The past two years have been extremely stressful, and anything but normal. The constant back and forth of lockdowns to restrictions being lifted, sense of optimism to new variants being discovered, and downward spiral of the economy has shown us that life nowadays is anything but predictable. For a lot of us, it may seem like the only thread of consistency we have, and can safely identify with, is our jobs.

But this proposes a whole new pitfall, one that we may not even see ourselves barrelling down until it’s too late: overexertion and burnout. According to the American Psychological Association, “burnout is at an all-time high across professions.” Seventy nine percent of employees experienced work-related stress in the month prior to their conducted survey, sixty percent reported lack of interest, motivation or energy at work, thirty two percent reported emotional exhaustion, and forty four percent reported physical fatigue. 

A statistic that has risen thirty eight percent since 2019. 

But what exactly is “burnout” and how can one identify it? The World Health Organization defines burnout as “a condition that is the result of chronic stress in the workplace that hasn’t been successfully managed.” And though burnout can be categorized as a form of stress, it's important to recognize the difference between the two. Bryan Robinson, a psychotherapist, professor and author, states that “You can recover from stress with certain management techniques, but burnout is a totally different animal resulting from cumulative stress that hasn’t been managed. Once burnout gets its hooks into you, you can’t cure it by taking a long vacation, slowing down, or working fewer hours.” Burnout is recognizable by a permanent state of exhaustion, a negative assessment of one’s accomplishments, skills and efficacies, as well as feelings of resentment for others we work closely with or for. One may also notice symptoms of brain fog, inability to concentrate, and procrastination. 

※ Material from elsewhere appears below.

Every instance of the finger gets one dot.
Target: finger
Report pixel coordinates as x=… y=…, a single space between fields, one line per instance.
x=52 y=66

So what’s the solution for burnout, and how can we avoid it altogether?

  1. 1. If WFH, create boundaries that keep your work life from spilling into your personal life

Working from home can definitely allow space for your work life and personal life to intermix. Try being adamant with creating structure and boundaries, such as not checking emails or taking work calls on your hours or days off. Allowing yourself that time to separate from work, will give your mind space to recharge and prove to yourself that you can separate the two despite your home also doubling as your work environment. 

  1. 2. Make time for self-care

Our busy work schedules may not always allow us the time to indulge in self-care as we would like, but try to commit yourself to designating days or specific times throughout the day when you can. Whether that’s committing every Saturday to going out for drinks, getting your nails and hair done, or committing every Tuesday at 6pm to going out to eat; designating a specific time for those self care activities will make it a consistent, recurring part of your week which gives you something to look forward to and can let off a lot of steam. 

  1. 3. Create balance

Zoom calls, to work emails, to constantly staring at a screen can leave us wanting to retreat into a cocoon. Our means of constant communications are definitely helpful, but can also leave you just wanting some silence and alone time. If you notice that your mornings are filled with conferences and taking in other people’s energies, make some space in the afternoon or evening for quiet time. You can do this by cozying up on the couch and reading a book, or making a warm bath with a glass of wine. 

  1. 4. Take "micro-breaks"

Working straight throughout the day can definitely represent your dedication but can also be a bit unhealthy. Try scheduling ten minute breaks throughout the day to keep yourself calm and grounded. Getting up from your desk, looking out the window, getting a snack, or taking a short walk can be a great way to break up the monotony of your work day, and allow yourself a quick rest.

  1. 5. Try a small change of perspective

Sometimes a small change of outlook can make all the difference. It’s important to remember that although the world may be looking a little different right now, things will not always be the same. Take this time to ask yourself how you can capitalize on the opportunities in front of you, identify the negatives that you can turn into positives, and remember to be grateful for the little things.

  1. 6. Seek professional help if needed

When dealing with any issue, one of the best things that can help is not feeling like we’re in it alone. Seek professional help if you feel like you need an extra hand, or point of guidance to further provide you with the right tools for addressing or alleviating burnout.